小さな星

文字数 19,050文字

*きらきら星の続編です。

 私は仕事帰りに炭酸水のペットボトルとおにぎりを二個買い、そのまま自宅のアパートへと戻った。すごく狭い部屋だけれど、そこにいるだけで自分自身を取り戻せるような、落ち着く場所だった。私は丸テーブルにレジ袋を置き、ラジカセの電源ボタンを押した。
 その瞬間、ペールギュントの朝が流れ出した。今は夜だけれどこれを聴くと、一日の疲れがすっと抜けていって、心の風通しが良くなるのだ。私はスーツを脱いでジャージに着替えると遅い夕食を摂った。今日もくたくたでこのまま眠ってしまいそうだったけれど、明日から三連休なので、今日は少し色々なことをやって気分転換したかった。

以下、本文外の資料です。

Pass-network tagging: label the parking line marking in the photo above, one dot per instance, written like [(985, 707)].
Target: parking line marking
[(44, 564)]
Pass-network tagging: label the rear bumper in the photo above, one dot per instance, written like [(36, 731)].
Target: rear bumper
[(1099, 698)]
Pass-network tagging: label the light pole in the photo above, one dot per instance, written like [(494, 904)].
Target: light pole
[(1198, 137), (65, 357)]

 私はノートパソコンを開いて、ネットを読み出す。宇宙についてのコラムを更新しているブログがあって、それを読んでいると私は楽しくて時間を忘れてしまうのだった。時折私生活の笑えるネタを網羅しながら、記事は進んでいき、「今日の夜空」という文句の後に、その夜空の写真がアップされていた。
 その美しい星の輝きに食い入るようにして見入っていると、ふとこんなコラムを書く習慣があったら、私も楽しいだろうな、と思った。元々文章を書くのは好きだし、高校時代には新聞に投稿していたこともあった。何度か掲載されたこともある。

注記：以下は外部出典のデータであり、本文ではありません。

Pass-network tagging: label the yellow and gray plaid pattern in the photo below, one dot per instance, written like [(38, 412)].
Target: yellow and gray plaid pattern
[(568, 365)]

 でも、今となってはそんなことは、私にとって関係のない物事になってしまった。私はもう既に他の仕事に就いているし、行き詰ってはいるけれど、そこで何とか頑張ろうともがいていた。
 曲がオーゼの死へと移ったところで、私はラジカセを消し、ジャージのまま立ち上がった。その上にウィンドブレーカーを羽織って部屋から出る。外には少し冷たい夜気が小さな風と共に私の頬を掠めていった。

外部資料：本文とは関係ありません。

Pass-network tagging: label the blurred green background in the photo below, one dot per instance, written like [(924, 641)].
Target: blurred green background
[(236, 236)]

 そっとジョギングしながら風を受け止めて、アパート前の住宅街の道を進んでいく。街灯の光だけがぼんやりと足元のアスファルトを映し出し、走っている私の影だけが湖面を跳ね回る妖精のように楽しげだった。
 通行人の姿はなかったけれど、コンビニは駐車場が並ぶ界隈にあるので、それほど怖いとは思わなかった。コンビニの前には一台も車が停まっておらず、若い男女が微かな声で言葉を交わし、笑い合いながらちょうど中から出てきたところだった。
 私は店内に入ると、もう少し何かを食べたいと思って肉まんとバームクーヘンを買った。そっと店から出てくると、先ほどまで誰もいなかった入口横のスペースに女の子がしゃがみ込んでいた。小さな体を丸めて座り込み、肩を小刻みに揺らせている。
 泣いているのだ、と私は気付いてしまった。見ると制服を着ていて、ふわふわした栗色のショートヘアーが彼女の涙で頬に張り付いていた。それでも、彼女は一言も泣き声を零さなかった。ただ顔を抑えて静かに泣いていたのだ。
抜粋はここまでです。